Elements of a Control Chart
Control Charts are plots of one or more summary statistic from samples taken sequentially in time (usually sample proportions or mean and range). Control Charts have means and Upper & Lower Control Limits. Control Limits are set to determine whether or not a particular average (or range) is “within acceptable limits” of random variation. Control Limits try to distinguish between common cause and special cause variation. Control Limits (LCL and UCL) are typically based on ±3σ.
Interpreting a Control Chart
Below is a general guideline for interpreting a Control Chart:
An Example: Click-Fraud
Google, Yahoo, and other CPC shops are very concerned with the quality of their ads — the sites that run them, the traffic that sees them, and the population that clicks on them. Companies like these are concerned because they have a fudiciary duty to the advertisers and also have a financial incentive to make sure that quality is high in order for Yahoo!, Microsoft, Google or any other CPC shop to be an attractive destination for advertisers to advertise with.

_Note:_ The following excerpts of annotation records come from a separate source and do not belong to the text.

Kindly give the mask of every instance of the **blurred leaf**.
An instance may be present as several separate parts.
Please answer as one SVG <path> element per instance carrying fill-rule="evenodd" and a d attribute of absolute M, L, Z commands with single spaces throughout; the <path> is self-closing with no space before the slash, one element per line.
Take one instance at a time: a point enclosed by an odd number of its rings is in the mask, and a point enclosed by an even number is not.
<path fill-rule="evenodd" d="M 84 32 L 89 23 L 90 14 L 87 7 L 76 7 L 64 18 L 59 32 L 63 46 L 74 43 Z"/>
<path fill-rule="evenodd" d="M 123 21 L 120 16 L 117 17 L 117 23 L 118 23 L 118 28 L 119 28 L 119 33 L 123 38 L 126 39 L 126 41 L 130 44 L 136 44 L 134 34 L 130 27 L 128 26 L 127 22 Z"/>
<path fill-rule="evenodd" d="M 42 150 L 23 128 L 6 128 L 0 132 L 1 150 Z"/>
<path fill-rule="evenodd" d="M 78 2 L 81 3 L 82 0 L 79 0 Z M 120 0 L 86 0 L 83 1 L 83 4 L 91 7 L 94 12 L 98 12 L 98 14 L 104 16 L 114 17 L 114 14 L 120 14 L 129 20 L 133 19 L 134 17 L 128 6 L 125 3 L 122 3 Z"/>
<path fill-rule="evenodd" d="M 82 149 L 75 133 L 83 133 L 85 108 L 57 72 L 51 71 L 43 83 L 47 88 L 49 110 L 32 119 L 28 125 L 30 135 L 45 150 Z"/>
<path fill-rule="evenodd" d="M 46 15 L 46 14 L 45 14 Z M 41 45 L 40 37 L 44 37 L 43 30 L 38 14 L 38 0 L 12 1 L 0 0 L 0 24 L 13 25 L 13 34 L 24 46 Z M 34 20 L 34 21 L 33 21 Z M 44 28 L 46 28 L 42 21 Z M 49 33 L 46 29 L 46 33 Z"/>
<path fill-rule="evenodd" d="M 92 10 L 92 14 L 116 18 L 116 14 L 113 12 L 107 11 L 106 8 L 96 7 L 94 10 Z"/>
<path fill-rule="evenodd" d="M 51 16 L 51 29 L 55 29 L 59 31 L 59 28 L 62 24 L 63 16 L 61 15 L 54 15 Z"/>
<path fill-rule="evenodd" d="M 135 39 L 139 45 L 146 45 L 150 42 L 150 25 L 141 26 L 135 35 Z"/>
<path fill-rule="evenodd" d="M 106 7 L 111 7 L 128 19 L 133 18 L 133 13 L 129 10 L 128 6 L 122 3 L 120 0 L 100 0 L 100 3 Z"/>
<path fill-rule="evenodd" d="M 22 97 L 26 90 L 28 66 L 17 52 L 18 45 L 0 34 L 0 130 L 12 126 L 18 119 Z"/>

One way CPC shops can monitor the quality of their ads and detect click-fraud is by implementing a Process Control System.
Suppose a blogger places adsense ads on her blog. Google monitors the performance of those ads by tracking the unique IP Address of the blogger and anyone who clicks on them. For the “clicking process”, there is a statistically expected number of clicks. The data will show this. There are, however, anomalies. For example, suppose this blogger writes a great blog post and that article gets slashdot-ted or dugg to the digg front page, then traffic will come and most likely ads will get clicked. The data will show this and Google will have to determine this state-of-affairs as a special-cause variation, because the spike in traffic is outside of the expected range and hence clicks will also be outside of the expected range.
Click-fraud, in this example, is detected when the same IP Address or the gang-effect of IP Addresses are detected as clicking beyond the Upper and Lower Control Limits. This is evidence of click-fraud, and Google is able to shut down the blogger’s or publisher’s account.
Why Should You Care?
Statistical Process Control is used everywhere, behind the scenes. It is a verifiable way to bettern understand and make sense of variation.
The data types in your process and the sample size will determine the type of Control Chart you should use. In the near future, I’ll explain the types of Control Charts and the science behind them.